La ricerca tecnica della giocabilità pura 🎮
Nello sviluppo, Miyamoto privilegia l'interazione e la meccanica rispetto alla narrativa. Il suo metodo consiste nel prototipare idee di controllo e movimento, testando come risponde il giocatore prima di costruire una storia intorno. Questo spiega la solidità di titoli come Super Mario o Zelda, dove la fisica del salto o la risoluzione di enigmi sono il nucleo. Per lui, un gioco deve funzionare in modo intuitivo, senza bisogno di estese cinematiche che ne spieghino lo scopo. La tecnologia è al servizio dell'esperienza immediata.

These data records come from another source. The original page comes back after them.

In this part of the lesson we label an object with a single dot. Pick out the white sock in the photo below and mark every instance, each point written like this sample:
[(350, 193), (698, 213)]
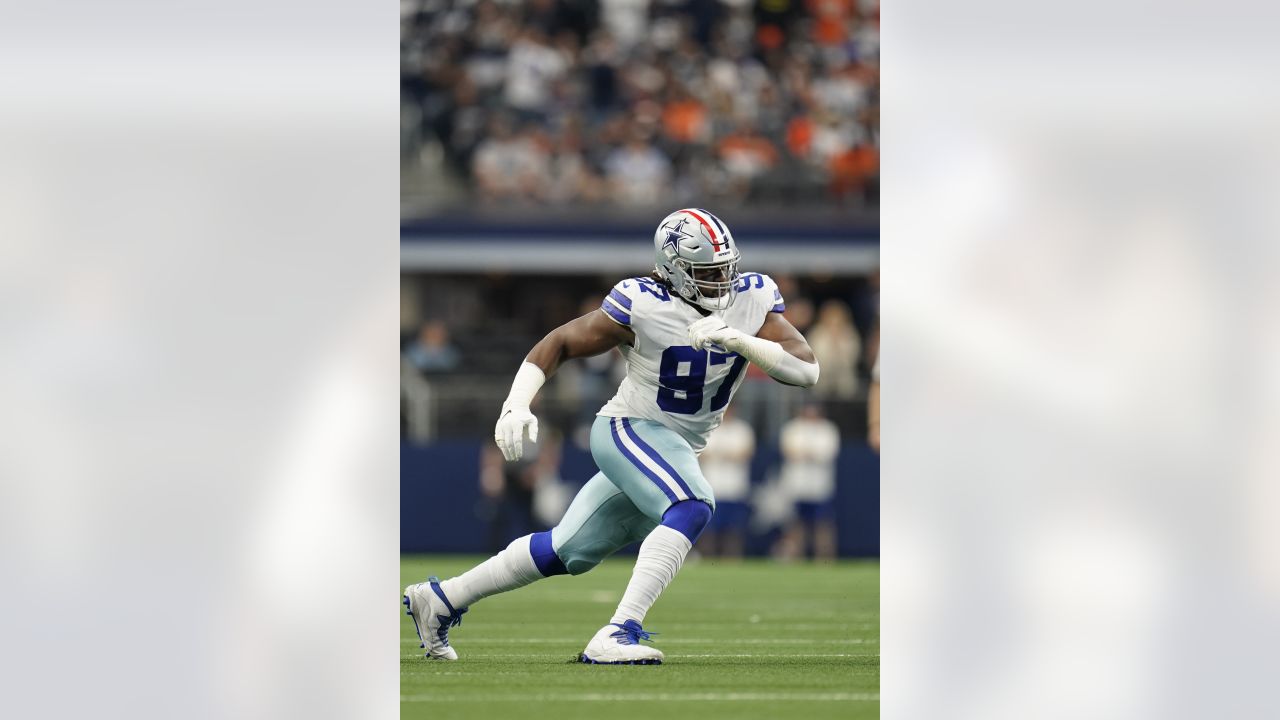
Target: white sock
[(661, 556), (512, 568)]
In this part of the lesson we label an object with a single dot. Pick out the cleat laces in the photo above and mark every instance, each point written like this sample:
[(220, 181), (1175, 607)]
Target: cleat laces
[(631, 633)]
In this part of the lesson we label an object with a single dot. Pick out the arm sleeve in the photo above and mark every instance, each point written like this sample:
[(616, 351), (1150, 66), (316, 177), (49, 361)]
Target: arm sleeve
[(773, 296), (621, 302)]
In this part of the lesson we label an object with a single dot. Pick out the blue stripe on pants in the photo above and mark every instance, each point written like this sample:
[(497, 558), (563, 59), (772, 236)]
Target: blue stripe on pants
[(656, 456), (652, 475)]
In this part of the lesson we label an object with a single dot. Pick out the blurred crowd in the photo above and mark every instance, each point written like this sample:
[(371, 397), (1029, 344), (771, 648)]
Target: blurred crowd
[(645, 101)]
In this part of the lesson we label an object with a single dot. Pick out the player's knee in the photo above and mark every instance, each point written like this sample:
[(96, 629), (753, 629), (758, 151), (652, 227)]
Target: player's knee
[(579, 557), (544, 555), (689, 516)]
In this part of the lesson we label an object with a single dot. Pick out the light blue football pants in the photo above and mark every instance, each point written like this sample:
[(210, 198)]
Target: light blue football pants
[(645, 468)]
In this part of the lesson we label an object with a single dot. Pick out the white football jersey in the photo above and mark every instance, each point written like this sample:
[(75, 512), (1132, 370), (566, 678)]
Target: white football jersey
[(667, 381)]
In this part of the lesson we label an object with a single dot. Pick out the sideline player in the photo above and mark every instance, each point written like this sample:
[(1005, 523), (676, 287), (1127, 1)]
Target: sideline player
[(686, 333)]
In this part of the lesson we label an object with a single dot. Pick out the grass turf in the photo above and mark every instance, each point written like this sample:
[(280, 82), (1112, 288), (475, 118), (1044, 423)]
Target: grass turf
[(743, 639)]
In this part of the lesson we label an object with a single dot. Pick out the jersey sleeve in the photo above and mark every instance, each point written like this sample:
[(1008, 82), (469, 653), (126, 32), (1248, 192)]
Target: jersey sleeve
[(773, 296), (620, 304)]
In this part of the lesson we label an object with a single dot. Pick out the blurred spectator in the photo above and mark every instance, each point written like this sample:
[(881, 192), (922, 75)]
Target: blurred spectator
[(746, 155), (717, 89), (508, 167), (837, 347), (638, 173), (873, 409), (432, 351), (726, 464), (533, 67), (809, 447)]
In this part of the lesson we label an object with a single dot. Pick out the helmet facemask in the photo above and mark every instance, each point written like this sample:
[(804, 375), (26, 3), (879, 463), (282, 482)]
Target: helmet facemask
[(713, 286)]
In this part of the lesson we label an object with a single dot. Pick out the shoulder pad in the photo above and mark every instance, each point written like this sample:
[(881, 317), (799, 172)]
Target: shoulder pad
[(762, 291)]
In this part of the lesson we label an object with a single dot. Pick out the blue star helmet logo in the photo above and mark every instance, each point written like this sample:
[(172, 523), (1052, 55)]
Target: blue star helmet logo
[(673, 235), (672, 238)]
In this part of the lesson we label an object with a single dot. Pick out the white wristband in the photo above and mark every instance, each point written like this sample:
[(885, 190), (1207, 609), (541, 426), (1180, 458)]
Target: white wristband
[(526, 384), (771, 358)]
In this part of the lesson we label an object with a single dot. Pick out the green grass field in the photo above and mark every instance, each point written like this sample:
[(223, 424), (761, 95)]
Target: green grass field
[(743, 639)]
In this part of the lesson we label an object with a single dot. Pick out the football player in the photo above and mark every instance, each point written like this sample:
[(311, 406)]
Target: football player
[(686, 333)]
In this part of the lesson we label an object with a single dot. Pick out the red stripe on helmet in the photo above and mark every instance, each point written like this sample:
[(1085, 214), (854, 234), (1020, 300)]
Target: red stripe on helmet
[(711, 231)]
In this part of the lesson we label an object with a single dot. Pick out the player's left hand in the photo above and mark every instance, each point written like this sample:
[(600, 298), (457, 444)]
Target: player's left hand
[(510, 431), (711, 332)]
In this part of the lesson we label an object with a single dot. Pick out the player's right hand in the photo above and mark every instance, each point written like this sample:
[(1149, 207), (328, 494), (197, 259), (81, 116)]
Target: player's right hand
[(510, 432)]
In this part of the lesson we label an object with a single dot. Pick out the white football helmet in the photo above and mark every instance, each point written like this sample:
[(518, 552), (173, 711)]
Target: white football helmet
[(698, 256)]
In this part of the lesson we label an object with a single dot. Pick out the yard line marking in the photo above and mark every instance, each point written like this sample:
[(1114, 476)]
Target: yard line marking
[(616, 697), (672, 641), (769, 655)]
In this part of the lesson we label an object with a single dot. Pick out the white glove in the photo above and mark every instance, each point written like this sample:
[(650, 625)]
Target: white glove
[(712, 332), (510, 432)]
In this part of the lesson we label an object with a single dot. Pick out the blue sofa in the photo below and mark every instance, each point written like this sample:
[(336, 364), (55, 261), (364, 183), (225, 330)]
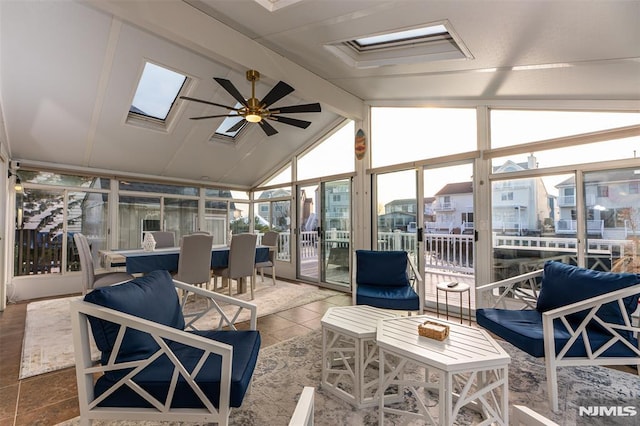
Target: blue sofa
[(150, 365), (580, 317)]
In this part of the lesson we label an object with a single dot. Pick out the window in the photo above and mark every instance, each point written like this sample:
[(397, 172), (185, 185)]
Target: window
[(508, 196), (424, 133), (332, 156), (157, 91), (603, 191)]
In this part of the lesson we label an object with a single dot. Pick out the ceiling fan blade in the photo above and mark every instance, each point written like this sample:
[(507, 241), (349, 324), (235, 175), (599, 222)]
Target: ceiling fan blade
[(208, 103), (213, 116), (236, 126), (229, 87), (267, 128), (291, 121), (278, 92), (297, 108)]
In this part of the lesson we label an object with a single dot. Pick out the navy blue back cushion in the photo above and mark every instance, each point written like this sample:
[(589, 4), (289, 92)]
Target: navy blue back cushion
[(384, 268), (563, 284), (152, 297)]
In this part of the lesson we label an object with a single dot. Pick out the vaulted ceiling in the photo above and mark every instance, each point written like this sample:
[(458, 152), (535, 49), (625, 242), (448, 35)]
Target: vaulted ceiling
[(69, 70)]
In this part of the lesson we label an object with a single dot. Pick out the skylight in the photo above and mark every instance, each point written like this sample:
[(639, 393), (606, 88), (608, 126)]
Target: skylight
[(429, 43), (157, 91), (402, 36)]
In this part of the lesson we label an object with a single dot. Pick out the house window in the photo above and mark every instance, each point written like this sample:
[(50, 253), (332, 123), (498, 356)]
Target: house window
[(603, 191), (507, 196)]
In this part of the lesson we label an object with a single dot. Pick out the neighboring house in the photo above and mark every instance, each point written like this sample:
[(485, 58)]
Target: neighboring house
[(275, 213), (398, 214), (520, 206), (453, 208), (613, 205), (337, 205)]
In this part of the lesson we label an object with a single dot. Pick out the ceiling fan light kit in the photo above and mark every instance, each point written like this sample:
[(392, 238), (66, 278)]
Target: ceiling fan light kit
[(254, 110)]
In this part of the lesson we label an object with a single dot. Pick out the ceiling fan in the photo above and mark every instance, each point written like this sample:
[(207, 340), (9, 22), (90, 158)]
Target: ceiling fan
[(257, 111)]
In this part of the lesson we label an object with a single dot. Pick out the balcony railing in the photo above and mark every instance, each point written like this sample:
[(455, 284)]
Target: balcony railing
[(567, 226)]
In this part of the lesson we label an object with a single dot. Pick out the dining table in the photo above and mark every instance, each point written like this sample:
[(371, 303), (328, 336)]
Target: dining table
[(139, 261)]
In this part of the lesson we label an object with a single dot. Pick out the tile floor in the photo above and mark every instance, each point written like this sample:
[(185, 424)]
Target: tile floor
[(51, 398)]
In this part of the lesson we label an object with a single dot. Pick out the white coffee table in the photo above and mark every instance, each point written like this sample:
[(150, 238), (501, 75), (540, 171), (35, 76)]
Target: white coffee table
[(350, 354), (470, 368)]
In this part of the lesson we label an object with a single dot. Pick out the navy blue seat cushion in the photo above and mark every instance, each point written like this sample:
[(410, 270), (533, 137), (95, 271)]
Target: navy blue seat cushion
[(388, 297), (156, 377), (563, 284), (523, 329), (384, 268), (152, 297)]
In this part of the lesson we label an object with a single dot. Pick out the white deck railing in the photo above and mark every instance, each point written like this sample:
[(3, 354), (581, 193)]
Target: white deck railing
[(451, 252)]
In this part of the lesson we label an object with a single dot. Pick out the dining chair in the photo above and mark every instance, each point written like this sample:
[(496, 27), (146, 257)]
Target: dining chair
[(90, 279), (164, 239), (270, 239), (194, 263), (242, 258)]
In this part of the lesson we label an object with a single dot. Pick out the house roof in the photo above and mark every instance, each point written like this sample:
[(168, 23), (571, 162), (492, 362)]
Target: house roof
[(456, 188)]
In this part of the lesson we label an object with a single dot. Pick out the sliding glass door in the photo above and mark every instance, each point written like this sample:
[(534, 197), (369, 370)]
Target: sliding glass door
[(324, 233)]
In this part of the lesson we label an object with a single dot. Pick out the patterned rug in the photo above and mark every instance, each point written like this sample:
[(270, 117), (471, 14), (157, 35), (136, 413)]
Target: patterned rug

Kojima scrive romanzi; Miyamoto, manuali di istruzioni 🧩
Mentre Kojima dedica ore a spiegare cospirazioni nucleari e geni, Miyamoto si chiede come far sì che un idraulico salti su una tartaruga senza che sembri un compito di fisica quantistica. L'ironia è che entrambi sono venerati, ma uno ti fa riflettere sulla guerra e l'altro sul perché un fungo ti faccia crescere. Alla fine, quello della Nintendo sembra avere ragione: forse il mondo non ha bisogno di più messaggi, ma di più divertimento senza complicazioni.